WASHINGTON (CN) – Digging its teeth into plans for the already delayed Mountain Valley Pipeline, the D.C. Circuit appeared critical Monday of a glaring hole in the government’s environmental research.
Critical to this morning’s hearing, the Federal Energy Regulatory Commission signed off on 300-mile pipeline after determining that the daily transportation and burning of 2.4 billion cubic feet of natural gas would generate 48 million metric tons of carbon dioxide downstream emissions every year.
The National Environmental Policy Act requires federal agencies to consider “reasonably foreseeable” environmental impacts of projects they approve, but the commission did little to probe the downstream effects here.
U.S. Circuit Judge David pressed FERC attorney Lona Perry in particular Monday for arguing that downstream effects are not “reasonably foreseeable” because the end destination of the gas remains unknown. where the gas will go after it is shipped out.

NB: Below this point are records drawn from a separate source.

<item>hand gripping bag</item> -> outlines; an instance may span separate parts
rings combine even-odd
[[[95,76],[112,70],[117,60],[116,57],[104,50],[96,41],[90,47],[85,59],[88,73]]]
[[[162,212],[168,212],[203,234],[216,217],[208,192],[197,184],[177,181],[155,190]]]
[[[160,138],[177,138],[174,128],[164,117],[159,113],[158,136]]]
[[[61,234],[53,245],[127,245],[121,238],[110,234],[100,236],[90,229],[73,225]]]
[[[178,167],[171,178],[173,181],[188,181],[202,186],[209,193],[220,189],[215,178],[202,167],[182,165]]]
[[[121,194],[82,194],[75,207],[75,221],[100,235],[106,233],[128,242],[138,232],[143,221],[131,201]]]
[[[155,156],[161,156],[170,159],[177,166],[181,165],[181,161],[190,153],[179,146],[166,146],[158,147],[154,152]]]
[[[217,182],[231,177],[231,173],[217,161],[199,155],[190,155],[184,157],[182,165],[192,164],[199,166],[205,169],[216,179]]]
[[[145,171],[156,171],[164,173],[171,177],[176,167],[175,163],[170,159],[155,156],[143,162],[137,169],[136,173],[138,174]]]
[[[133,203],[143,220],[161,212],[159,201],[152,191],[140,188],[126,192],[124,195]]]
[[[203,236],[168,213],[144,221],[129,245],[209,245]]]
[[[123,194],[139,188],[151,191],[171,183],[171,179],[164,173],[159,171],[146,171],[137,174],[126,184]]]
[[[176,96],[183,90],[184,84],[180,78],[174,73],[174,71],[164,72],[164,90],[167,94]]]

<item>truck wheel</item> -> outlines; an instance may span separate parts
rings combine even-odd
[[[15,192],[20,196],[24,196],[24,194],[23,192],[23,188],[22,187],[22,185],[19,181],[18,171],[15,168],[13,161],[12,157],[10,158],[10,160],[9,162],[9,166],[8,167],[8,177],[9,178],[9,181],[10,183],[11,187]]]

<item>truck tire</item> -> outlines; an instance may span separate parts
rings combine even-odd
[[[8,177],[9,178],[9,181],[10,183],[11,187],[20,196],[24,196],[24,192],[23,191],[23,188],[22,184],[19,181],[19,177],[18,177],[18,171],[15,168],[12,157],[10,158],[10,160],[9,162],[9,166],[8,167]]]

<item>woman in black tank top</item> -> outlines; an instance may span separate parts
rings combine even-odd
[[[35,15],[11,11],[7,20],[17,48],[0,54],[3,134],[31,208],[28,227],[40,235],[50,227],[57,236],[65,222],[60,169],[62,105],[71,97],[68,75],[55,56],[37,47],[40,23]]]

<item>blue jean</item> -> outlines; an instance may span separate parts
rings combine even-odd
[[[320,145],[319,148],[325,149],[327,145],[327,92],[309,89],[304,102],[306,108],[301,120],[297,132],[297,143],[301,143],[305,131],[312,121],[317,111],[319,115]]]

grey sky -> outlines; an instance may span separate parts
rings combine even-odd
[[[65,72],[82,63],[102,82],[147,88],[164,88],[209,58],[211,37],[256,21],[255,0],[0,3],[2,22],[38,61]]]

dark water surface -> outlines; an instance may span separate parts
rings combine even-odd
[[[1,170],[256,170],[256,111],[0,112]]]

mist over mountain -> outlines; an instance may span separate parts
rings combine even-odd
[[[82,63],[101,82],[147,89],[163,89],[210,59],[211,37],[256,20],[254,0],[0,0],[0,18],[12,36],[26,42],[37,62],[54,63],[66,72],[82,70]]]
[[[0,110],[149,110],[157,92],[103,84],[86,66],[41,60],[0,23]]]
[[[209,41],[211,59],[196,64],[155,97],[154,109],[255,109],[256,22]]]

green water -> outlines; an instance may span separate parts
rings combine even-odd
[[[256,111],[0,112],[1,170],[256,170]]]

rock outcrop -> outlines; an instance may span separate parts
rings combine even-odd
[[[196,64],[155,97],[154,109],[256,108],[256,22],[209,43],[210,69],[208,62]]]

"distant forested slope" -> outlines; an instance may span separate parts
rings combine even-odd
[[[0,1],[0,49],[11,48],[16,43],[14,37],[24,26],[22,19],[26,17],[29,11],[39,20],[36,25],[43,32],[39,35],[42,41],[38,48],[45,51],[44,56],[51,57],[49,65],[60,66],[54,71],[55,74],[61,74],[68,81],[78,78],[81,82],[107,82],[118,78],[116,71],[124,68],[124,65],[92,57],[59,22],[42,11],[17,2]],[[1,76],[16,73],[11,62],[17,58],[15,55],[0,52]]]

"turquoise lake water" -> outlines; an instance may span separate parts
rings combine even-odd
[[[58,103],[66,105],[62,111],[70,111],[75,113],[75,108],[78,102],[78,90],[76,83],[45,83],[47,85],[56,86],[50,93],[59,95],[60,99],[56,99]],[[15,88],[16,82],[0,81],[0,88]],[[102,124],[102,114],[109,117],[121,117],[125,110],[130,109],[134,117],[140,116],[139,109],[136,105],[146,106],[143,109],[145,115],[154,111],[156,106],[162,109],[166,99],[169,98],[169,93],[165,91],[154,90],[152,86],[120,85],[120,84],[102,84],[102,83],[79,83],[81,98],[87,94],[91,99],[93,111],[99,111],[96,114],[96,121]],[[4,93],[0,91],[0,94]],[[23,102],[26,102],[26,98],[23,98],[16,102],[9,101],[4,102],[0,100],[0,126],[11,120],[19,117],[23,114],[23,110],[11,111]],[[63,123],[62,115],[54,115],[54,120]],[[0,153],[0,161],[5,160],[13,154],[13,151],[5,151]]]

“What difference does it make who the downstream customers are,” Tatel asked.
One of three judges presiding over his morning’s hearing, Tatel called it realistic to assume that “every molecule” of gas will be burned once shipped.
Tatel was critical of the challengers as well Monday for not making the downstream impacts a bigger part of their petition.

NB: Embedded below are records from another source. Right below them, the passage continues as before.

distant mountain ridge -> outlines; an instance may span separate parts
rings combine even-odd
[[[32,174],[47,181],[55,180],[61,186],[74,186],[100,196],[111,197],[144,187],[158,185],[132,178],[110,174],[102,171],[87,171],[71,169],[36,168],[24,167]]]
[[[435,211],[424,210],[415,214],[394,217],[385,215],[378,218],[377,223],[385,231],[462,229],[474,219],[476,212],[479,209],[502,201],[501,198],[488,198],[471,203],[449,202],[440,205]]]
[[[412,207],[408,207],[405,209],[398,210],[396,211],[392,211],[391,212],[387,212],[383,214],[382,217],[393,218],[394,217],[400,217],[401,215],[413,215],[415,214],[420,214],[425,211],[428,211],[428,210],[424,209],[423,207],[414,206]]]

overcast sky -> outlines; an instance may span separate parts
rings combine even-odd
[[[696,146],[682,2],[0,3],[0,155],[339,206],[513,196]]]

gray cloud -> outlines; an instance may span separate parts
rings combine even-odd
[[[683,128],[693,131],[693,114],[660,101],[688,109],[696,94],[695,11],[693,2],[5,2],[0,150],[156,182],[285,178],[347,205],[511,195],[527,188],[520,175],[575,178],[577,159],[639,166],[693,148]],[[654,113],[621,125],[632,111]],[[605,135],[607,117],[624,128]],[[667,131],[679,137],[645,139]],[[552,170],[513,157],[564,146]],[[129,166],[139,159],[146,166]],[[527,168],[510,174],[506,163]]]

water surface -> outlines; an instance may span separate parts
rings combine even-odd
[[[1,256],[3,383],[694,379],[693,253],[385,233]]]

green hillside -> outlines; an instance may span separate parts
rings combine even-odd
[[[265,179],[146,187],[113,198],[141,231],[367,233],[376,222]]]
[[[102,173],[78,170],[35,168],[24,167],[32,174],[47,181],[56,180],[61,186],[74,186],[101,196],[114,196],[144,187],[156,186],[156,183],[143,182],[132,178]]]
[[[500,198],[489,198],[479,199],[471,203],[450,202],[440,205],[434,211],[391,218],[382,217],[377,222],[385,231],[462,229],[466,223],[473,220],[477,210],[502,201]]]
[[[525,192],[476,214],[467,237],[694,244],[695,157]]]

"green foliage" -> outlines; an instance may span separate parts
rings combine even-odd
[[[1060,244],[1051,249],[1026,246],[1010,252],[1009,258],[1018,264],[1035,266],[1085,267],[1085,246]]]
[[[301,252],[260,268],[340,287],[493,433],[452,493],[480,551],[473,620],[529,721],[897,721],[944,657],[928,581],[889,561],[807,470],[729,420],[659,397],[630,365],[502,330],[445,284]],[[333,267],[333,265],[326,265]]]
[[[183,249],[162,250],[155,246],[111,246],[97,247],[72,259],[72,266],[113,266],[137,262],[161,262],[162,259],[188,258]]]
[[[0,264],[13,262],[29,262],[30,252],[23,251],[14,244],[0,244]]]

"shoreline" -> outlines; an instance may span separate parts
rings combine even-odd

Benjamin Luckett, an attorney with the group Appalachian Mountain Advocates, appeared to focus his argument primarily on whether the government established necessity to assert eminent domain over land for the pipeline in West Virginia and Virginia.

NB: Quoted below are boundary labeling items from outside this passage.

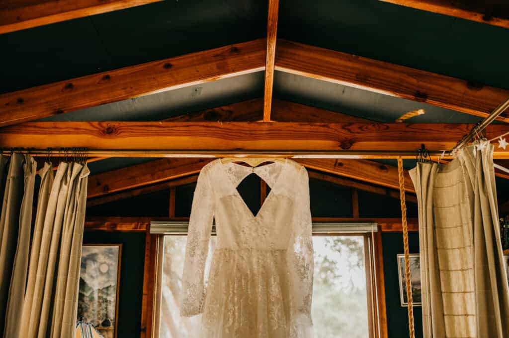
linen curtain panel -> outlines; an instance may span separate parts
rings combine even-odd
[[[410,171],[417,195],[425,338],[509,337],[493,146]]]
[[[0,327],[5,326],[4,336],[11,337],[24,297],[36,164],[31,157],[15,153],[8,169],[8,160],[0,157]]]
[[[11,167],[14,165],[13,164],[15,162],[14,160],[18,157],[17,154],[11,157],[9,173]],[[33,169],[31,172],[31,177],[35,176],[36,164],[33,159],[30,159]],[[25,163],[27,163],[26,161]],[[2,161],[0,158],[0,174]],[[3,330],[4,338],[74,336],[89,172],[86,165],[77,163],[61,163],[56,172],[54,172],[51,165],[45,163],[39,172],[41,183],[32,241],[30,226],[33,199],[30,201],[30,203],[26,203],[27,206],[30,204],[26,208],[30,211],[27,210],[22,213],[22,209],[17,213],[20,220],[22,217],[23,220],[27,219],[26,233],[23,232],[22,237],[21,221],[19,226],[14,224],[10,226],[11,231],[19,227],[19,235],[16,238],[17,242],[15,241],[13,245],[16,248],[16,257],[18,252],[22,252],[24,260],[19,260],[22,261],[19,265],[20,271],[15,275],[14,271],[18,265],[13,268],[10,290],[5,300],[7,315]],[[15,196],[23,195],[22,186],[20,188],[20,185],[14,187],[10,183],[11,176],[9,174],[6,180],[0,220],[0,227],[0,227],[0,230],[3,229],[4,234],[5,228],[11,225],[7,223],[6,226],[4,225],[4,218],[7,219],[7,216],[4,217],[4,212],[6,215],[10,214],[6,211],[6,209],[9,209],[6,206],[8,198],[11,195]],[[25,178],[25,180],[27,179]],[[32,184],[33,187],[33,183]],[[16,192],[10,193],[11,186],[13,191]],[[29,199],[26,187],[25,185],[23,200]],[[31,196],[33,199],[33,188]],[[15,209],[12,212],[15,215]],[[29,213],[30,217],[24,216]],[[4,248],[3,237],[2,257]],[[17,264],[17,260],[16,264]],[[16,285],[19,285],[15,288],[15,292],[12,292],[12,286],[15,282]],[[2,283],[3,293],[3,280]],[[15,301],[17,302],[14,303]],[[13,305],[10,308],[10,304]],[[3,302],[0,303],[0,305],[4,308]]]

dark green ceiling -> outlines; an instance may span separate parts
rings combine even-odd
[[[0,35],[0,93],[265,37],[267,2],[168,1]],[[278,36],[509,88],[508,29],[377,0],[280,0]],[[263,86],[263,73],[250,74],[51,119],[159,119],[261,97]],[[274,97],[377,121],[420,107],[427,114],[416,121],[479,119],[279,72]],[[91,167],[132,164],[108,161]]]
[[[267,2],[163,1],[0,35],[0,93],[266,35]],[[509,88],[509,29],[377,0],[281,0],[278,37]]]

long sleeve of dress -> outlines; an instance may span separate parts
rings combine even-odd
[[[313,285],[313,244],[307,171],[303,167],[296,181],[293,231],[288,255],[292,285],[291,337],[312,335],[311,301]]]
[[[214,217],[214,194],[206,168],[198,175],[189,219],[182,278],[180,314],[191,317],[203,311],[205,262]]]

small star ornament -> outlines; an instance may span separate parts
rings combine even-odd
[[[509,145],[509,143],[505,141],[505,138],[502,138],[501,137],[499,138],[498,140],[498,147],[503,148],[504,150],[505,150],[505,147]]]

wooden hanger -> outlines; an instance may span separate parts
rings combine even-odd
[[[279,162],[284,163],[287,159],[276,157],[227,157],[219,160],[221,163],[230,162],[244,162],[251,167],[257,167],[263,162]]]

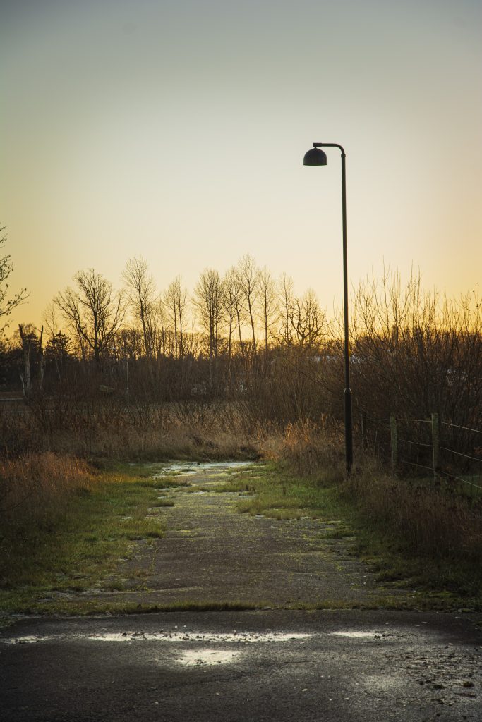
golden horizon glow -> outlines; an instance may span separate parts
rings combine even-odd
[[[348,264],[459,296],[481,277],[481,8],[301,0],[59,2],[2,10],[0,221],[40,323],[74,274],[142,254],[191,290],[246,253],[323,307]]]

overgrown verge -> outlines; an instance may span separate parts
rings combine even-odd
[[[482,609],[482,497],[433,479],[394,477],[361,452],[344,478],[342,439],[306,421],[272,435],[263,451],[275,462],[270,480],[240,510],[304,507],[326,518],[328,504],[345,520],[330,534],[355,536],[354,553],[381,580]]]
[[[95,589],[134,540],[163,535],[156,489],[178,483],[51,453],[1,462],[0,478],[0,612],[55,612],[69,593]]]

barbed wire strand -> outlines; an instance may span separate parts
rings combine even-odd
[[[463,429],[465,431],[473,431],[475,434],[482,434],[480,429],[471,429],[468,426],[460,426],[458,424],[449,424],[448,421],[442,421],[442,426],[451,426],[454,429]]]
[[[462,479],[461,477],[455,477],[452,474],[448,474],[447,471],[440,471],[439,474],[444,474],[446,477],[449,477],[449,479],[456,479],[457,482],[462,482],[464,484],[470,484],[471,487],[475,487],[475,489],[480,489],[482,491],[482,487],[479,486],[478,484],[474,484],[473,482],[469,482],[467,479]]]
[[[415,464],[414,461],[402,461],[402,464],[408,464],[410,466],[418,466],[420,469],[428,469],[429,471],[434,473],[432,466],[424,466],[423,464]]]
[[[409,441],[408,439],[399,439],[398,441],[405,444],[413,444],[414,446],[426,446],[431,449],[434,448],[433,444],[424,444],[421,441]]]
[[[449,451],[450,453],[455,453],[457,456],[463,456],[464,458],[470,458],[472,461],[482,461],[482,458],[477,458],[476,456],[469,456],[468,453],[462,453],[460,451],[454,451],[453,449],[447,449],[444,446],[441,446],[440,448],[443,451]]]

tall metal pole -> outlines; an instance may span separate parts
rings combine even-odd
[[[346,455],[346,473],[350,474],[353,464],[353,436],[351,409],[351,388],[350,388],[350,329],[348,326],[348,259],[346,246],[346,176],[345,171],[345,151],[341,149],[341,198],[343,219],[343,314],[345,321],[345,453]]]
[[[345,409],[345,453],[346,473],[350,474],[353,464],[353,432],[351,409],[351,388],[350,388],[350,329],[348,326],[348,261],[346,245],[346,173],[345,153],[338,143],[314,143],[314,148],[338,148],[341,152],[341,201],[343,226],[343,316],[345,326],[345,391],[343,406]],[[306,154],[308,155],[308,154]],[[313,163],[310,165],[319,165]],[[326,165],[326,158],[321,165]]]

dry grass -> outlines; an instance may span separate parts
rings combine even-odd
[[[74,494],[95,483],[85,461],[52,452],[0,461],[0,520],[4,533],[51,524]]]
[[[343,477],[343,452],[338,435],[324,425],[302,419],[272,433],[262,444],[263,456],[283,461],[301,477],[314,477],[324,484]]]
[[[481,508],[431,479],[396,479],[374,461],[343,485],[357,513],[409,553],[482,565]]]
[[[208,405],[204,415],[189,409],[180,418],[180,404],[176,409],[166,404],[129,409],[116,404],[85,404],[61,419],[56,407],[49,406],[54,401],[37,399],[35,404],[10,412],[1,410],[0,430],[3,425],[9,432],[0,453],[21,456],[25,451],[49,451],[90,459],[156,461],[249,458],[257,453],[255,441],[226,418],[223,405]]]
[[[262,451],[312,483],[337,487],[350,515],[402,554],[482,565],[482,505],[457,488],[432,479],[395,478],[361,453],[344,478],[341,435],[330,438],[322,425],[306,420],[265,439]]]

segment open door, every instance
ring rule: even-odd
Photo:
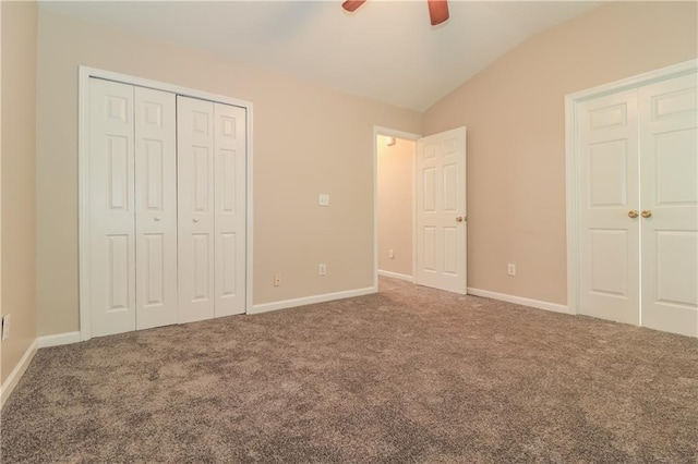
[[[417,283],[466,294],[466,127],[417,143]]]

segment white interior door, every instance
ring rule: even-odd
[[[639,89],[642,326],[693,337],[698,337],[696,82],[690,74]]]
[[[466,127],[417,143],[417,283],[467,293]]]
[[[136,329],[177,323],[174,94],[135,87]]]
[[[215,315],[214,126],[213,102],[177,97],[180,322]]]
[[[135,330],[134,88],[89,80],[89,312],[94,337]]]
[[[637,90],[579,106],[580,313],[639,325]]]
[[[245,310],[245,109],[214,105],[215,316]]]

Joined by U.S. Circuit Judges David Sentelle and Gregory Katsas, however, Judge Tatel noted that the commission established market needs by pointing out that gas-shipping companies have already bought contracts for the pipeline.
Judge Katsas agreed that shippers are “putting skin in the game” with the current contracts.
“There are buyers,” Sentelle said. “They are creating a demand for that gas,”
Submitted to the FERC for approval almost four years ago, the Mountain Valley Pipeline was projected to be in use by this year and is already greatly behind schedule.
Vying to keep construction on track, FERC attorney Perry told the D.C. Circuit this morning that another factor that adds to uncertainty over downstream pollution is the offset in emissions that customers can expect from the pipeline displacing alternative fuel sources like coal.